Aiden'in yüzündeki maske ve üzerindeki kumaş, yavaşça yok olurken gözlerinde büyük bir öfke ve nefret belirmişti. Bir kez daha Necromangerlere lanet okurken kararlı bir ses tonuyla konuşmaya başladı.

"Seninle Ruh Antlaşması yapmak istiyorum."

Aiden'in konuşmasıyla birlikte yılan, şaşkınlıkla kafasını kaldırdı. Gözleri, fal taşı gibi açılmıştı. Ölmeyi beklerken böyle bir teklifin gelmesini hiç beklemiyordu.

"Ruh Antlaşması mı?" Yılan, sorgulayıcı bir ses tonuyla sordu. Gözlerinde küçükte olsa bir umut ışığı parlamıştı. Ölümü çoktan kabullenmişti.
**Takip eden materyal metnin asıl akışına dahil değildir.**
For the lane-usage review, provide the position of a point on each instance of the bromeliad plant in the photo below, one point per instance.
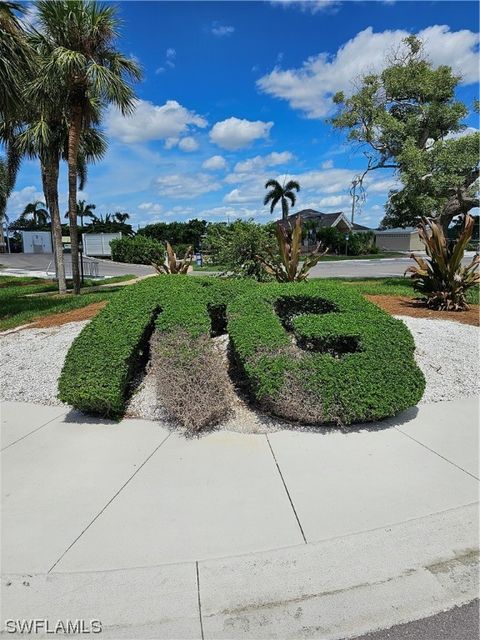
(441, 279)
(286, 266)
(172, 265)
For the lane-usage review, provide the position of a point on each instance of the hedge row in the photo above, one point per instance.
(355, 363)
(314, 352)
(137, 250)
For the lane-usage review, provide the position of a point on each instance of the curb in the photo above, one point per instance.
(334, 590)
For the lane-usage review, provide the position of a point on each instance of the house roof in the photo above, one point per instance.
(361, 227)
(323, 219)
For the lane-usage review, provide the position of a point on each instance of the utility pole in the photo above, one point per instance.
(355, 183)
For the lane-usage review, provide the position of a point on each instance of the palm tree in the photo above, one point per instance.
(37, 211)
(15, 58)
(45, 136)
(84, 211)
(279, 193)
(121, 217)
(15, 67)
(78, 53)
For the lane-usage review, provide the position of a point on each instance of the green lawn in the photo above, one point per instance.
(210, 267)
(18, 307)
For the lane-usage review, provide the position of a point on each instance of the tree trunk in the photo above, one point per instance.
(459, 204)
(73, 144)
(50, 175)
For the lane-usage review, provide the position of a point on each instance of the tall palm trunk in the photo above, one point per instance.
(73, 145)
(50, 171)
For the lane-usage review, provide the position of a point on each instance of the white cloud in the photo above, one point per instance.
(18, 200)
(186, 185)
(215, 163)
(221, 30)
(310, 87)
(259, 163)
(152, 122)
(310, 6)
(326, 181)
(238, 196)
(188, 144)
(150, 206)
(170, 55)
(235, 133)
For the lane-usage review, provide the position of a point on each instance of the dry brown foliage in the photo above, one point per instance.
(192, 380)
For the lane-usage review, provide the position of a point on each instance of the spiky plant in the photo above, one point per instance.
(38, 212)
(286, 266)
(441, 279)
(283, 194)
(172, 264)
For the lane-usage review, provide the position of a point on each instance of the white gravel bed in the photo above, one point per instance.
(448, 354)
(31, 361)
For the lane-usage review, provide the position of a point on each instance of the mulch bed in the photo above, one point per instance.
(76, 315)
(404, 306)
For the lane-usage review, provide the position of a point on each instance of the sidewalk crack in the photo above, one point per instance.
(108, 503)
(437, 454)
(199, 600)
(287, 491)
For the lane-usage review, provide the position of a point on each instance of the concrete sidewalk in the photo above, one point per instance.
(296, 534)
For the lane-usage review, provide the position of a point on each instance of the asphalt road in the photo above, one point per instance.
(387, 267)
(460, 623)
(38, 263)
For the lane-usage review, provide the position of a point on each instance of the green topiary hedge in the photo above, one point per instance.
(314, 352)
(351, 364)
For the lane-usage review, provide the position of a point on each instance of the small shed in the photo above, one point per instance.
(98, 244)
(399, 240)
(36, 241)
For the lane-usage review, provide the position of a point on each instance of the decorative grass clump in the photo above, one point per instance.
(314, 352)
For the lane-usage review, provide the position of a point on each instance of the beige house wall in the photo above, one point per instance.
(399, 241)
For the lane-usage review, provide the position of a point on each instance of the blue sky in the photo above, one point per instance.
(235, 93)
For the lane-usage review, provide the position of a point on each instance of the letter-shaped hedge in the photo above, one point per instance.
(315, 352)
(321, 353)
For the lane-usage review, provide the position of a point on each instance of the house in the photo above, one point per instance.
(323, 220)
(399, 239)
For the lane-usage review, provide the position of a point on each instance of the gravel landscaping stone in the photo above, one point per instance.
(31, 361)
(448, 354)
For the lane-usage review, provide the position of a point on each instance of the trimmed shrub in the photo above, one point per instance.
(137, 250)
(353, 363)
(312, 352)
(104, 359)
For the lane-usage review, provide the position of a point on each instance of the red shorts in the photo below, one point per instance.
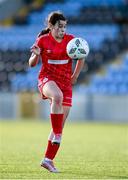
(67, 93)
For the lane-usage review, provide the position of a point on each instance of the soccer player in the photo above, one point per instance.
(55, 78)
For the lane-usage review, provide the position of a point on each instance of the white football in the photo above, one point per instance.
(77, 48)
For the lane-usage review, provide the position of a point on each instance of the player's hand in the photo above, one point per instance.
(73, 79)
(35, 49)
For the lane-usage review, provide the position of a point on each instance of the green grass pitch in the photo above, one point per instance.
(88, 151)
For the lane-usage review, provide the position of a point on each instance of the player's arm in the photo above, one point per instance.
(77, 70)
(34, 58)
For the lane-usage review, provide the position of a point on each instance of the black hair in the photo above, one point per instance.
(53, 17)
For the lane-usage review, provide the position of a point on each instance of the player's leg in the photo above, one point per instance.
(52, 149)
(53, 92)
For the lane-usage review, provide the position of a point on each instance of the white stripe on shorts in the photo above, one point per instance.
(51, 61)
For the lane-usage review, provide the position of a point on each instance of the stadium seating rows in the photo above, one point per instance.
(114, 82)
(17, 37)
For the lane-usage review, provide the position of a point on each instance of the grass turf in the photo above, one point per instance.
(88, 151)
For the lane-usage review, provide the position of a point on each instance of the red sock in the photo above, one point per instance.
(51, 150)
(57, 123)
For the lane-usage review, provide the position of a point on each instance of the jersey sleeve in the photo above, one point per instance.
(39, 42)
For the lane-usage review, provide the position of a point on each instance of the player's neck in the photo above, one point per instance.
(57, 38)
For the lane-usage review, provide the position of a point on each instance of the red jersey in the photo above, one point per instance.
(56, 65)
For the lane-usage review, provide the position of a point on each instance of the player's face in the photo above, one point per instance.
(59, 29)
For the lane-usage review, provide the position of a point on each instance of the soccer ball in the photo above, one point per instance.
(77, 48)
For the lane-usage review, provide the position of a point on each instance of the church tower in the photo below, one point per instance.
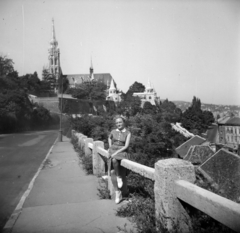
(54, 55)
(91, 71)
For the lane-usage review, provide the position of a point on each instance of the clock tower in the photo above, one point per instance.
(54, 56)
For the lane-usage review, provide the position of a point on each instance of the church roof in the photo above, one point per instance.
(229, 121)
(80, 78)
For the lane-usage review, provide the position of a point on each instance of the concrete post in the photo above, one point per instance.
(170, 212)
(98, 163)
(73, 133)
(79, 139)
(87, 150)
(112, 183)
(82, 142)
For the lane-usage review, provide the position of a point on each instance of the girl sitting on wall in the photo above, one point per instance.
(118, 140)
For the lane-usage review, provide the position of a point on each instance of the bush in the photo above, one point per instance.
(85, 160)
(103, 191)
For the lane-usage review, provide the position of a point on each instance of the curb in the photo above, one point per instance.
(14, 216)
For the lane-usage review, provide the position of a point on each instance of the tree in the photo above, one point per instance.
(194, 119)
(148, 108)
(63, 83)
(6, 66)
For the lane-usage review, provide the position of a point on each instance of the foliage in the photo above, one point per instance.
(49, 78)
(6, 66)
(103, 191)
(63, 84)
(90, 91)
(152, 139)
(85, 160)
(16, 111)
(195, 120)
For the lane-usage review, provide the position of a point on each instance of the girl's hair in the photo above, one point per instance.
(120, 116)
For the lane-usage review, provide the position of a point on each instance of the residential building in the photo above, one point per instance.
(149, 95)
(229, 131)
(113, 94)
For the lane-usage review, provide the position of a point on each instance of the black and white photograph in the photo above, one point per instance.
(119, 116)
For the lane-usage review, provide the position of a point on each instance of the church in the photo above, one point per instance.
(76, 79)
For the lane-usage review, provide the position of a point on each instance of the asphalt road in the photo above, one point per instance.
(20, 157)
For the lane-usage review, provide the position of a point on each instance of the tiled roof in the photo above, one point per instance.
(212, 133)
(229, 121)
(79, 78)
(198, 154)
(183, 149)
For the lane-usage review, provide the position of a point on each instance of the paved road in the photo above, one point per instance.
(20, 158)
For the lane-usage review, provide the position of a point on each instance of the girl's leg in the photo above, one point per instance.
(116, 166)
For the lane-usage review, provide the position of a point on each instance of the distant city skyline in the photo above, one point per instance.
(186, 48)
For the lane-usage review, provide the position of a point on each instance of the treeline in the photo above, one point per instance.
(17, 112)
(152, 139)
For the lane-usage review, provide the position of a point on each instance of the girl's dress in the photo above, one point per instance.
(118, 141)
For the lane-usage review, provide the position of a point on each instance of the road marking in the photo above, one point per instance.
(13, 218)
(33, 141)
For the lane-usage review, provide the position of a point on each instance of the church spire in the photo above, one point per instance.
(149, 84)
(112, 87)
(91, 70)
(53, 41)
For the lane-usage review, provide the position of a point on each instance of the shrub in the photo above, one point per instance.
(103, 191)
(85, 160)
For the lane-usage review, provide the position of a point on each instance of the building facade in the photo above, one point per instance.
(229, 131)
(149, 95)
(113, 94)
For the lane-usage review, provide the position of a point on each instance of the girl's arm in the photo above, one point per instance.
(125, 146)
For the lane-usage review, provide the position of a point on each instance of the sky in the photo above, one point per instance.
(185, 48)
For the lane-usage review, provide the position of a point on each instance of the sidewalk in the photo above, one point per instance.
(64, 199)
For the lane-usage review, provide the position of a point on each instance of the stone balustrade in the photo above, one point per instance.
(173, 187)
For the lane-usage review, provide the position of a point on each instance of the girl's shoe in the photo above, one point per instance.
(118, 197)
(119, 181)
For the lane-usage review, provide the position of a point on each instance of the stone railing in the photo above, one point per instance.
(173, 187)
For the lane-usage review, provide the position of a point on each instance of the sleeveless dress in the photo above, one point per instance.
(118, 141)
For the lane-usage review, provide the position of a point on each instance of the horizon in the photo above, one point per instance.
(185, 48)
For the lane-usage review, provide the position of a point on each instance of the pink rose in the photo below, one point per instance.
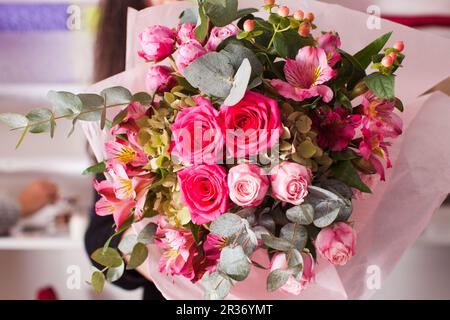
(248, 185)
(160, 79)
(197, 134)
(204, 191)
(157, 43)
(218, 34)
(185, 33)
(294, 286)
(187, 53)
(290, 182)
(336, 243)
(252, 126)
(179, 250)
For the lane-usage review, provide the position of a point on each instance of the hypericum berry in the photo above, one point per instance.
(283, 11)
(310, 16)
(399, 46)
(299, 15)
(393, 55)
(387, 61)
(249, 25)
(304, 29)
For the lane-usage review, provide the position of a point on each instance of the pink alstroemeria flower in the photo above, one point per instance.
(109, 204)
(372, 148)
(380, 117)
(306, 76)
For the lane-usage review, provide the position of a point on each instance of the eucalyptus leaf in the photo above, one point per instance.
(127, 243)
(240, 83)
(138, 256)
(212, 73)
(278, 278)
(302, 214)
(98, 281)
(146, 236)
(107, 257)
(234, 262)
(41, 116)
(114, 274)
(296, 234)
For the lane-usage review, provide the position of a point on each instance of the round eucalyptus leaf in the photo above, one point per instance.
(296, 234)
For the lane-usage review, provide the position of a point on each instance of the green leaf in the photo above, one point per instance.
(201, 30)
(127, 243)
(278, 278)
(138, 256)
(296, 234)
(96, 168)
(146, 236)
(107, 258)
(212, 73)
(98, 281)
(325, 213)
(289, 42)
(65, 103)
(222, 12)
(302, 214)
(116, 96)
(346, 172)
(114, 274)
(381, 85)
(234, 262)
(119, 117)
(14, 120)
(364, 56)
(240, 84)
(92, 104)
(276, 243)
(226, 225)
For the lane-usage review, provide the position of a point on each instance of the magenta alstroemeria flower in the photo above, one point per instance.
(337, 129)
(306, 76)
(372, 148)
(380, 117)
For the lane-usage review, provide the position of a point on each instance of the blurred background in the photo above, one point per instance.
(49, 45)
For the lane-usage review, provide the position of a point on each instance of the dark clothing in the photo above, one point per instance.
(98, 232)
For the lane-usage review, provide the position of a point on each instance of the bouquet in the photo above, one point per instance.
(253, 134)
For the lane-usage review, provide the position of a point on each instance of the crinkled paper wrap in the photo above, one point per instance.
(389, 220)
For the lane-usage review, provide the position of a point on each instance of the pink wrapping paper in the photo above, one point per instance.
(388, 221)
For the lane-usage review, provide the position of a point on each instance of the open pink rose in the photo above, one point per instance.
(187, 53)
(160, 79)
(294, 286)
(157, 43)
(252, 126)
(218, 34)
(336, 243)
(248, 185)
(290, 182)
(197, 134)
(186, 32)
(204, 191)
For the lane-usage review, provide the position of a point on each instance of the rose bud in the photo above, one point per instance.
(387, 61)
(310, 16)
(304, 29)
(283, 11)
(393, 55)
(249, 25)
(336, 243)
(299, 15)
(399, 46)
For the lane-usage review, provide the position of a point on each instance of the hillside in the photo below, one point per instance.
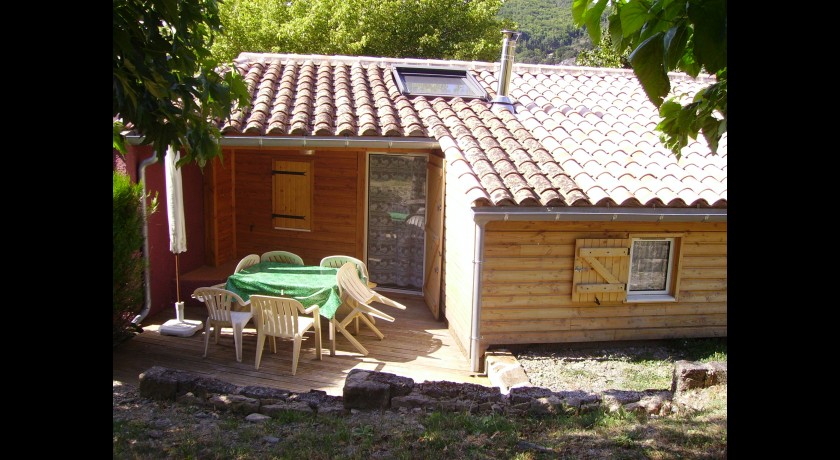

Fakat, yaşamak için bir fırsatı vardı. Bu fırsatı kaçıracak kadar da aptal bir yaratık değildi.

Ruh Antlaşması, 2 kişi arasında yapılan sarsılmaz bir antlaşmaydı. 2 kişi, ruhlarını öne sürerek belirlenen şartlar altında bir antlaşma yapıyorlardı. Ruhları bu şartlar altında mühürlenen 2 kişiden birisi ölmediği sürece bu antlaşma bozulamazdı. Eğer bir kişi bu şartlara uymayıp antlaşmayı bozarsa, onun ruhu yavaş yavaş yok oluyordu. Tarih boyunca birçok imparatorluğun kullandığı bu antlaşma, yüzlerce yıldır kullanılmayan bir yöntemdi. Aiden, yılana sakin bir şekilde bakmaya başladı. Ağzından çıkacak birkaç kelime yılanın hayatını etkileyebilirdi.

"Dediğim gibi yılan, seninle Ruh Antlaşması yapmak istiyorum. Sadece bir şartım var. Eğer bunu kabul edersen hayatta kalmana izin verebilirim." Aiden, otoriter ve tehditkar bir ses tonuyla konuştu.

Yılan, gururlu ve onurlu bir yaratıktı. Binlerce yıllık hayatı boyunca, Tyhu'dan başka kimseye boyun eğmemişti. Fakat, şuanda hayatı söz konusuydu. Aiden'in üstünlüğünü kabul etmekten başka çaresi yoktu. Fakat, onca yıllık gurur ve onurunu kenara atıp Aiden'in emirlerini yerine getiren bir piyon olmaktansa ölmeyi tercih ederdi. Bu yüzden ilk olarak Aiden'in öne sürdüğü şartı dinlemek ve buna göre karar vermek istiyordu.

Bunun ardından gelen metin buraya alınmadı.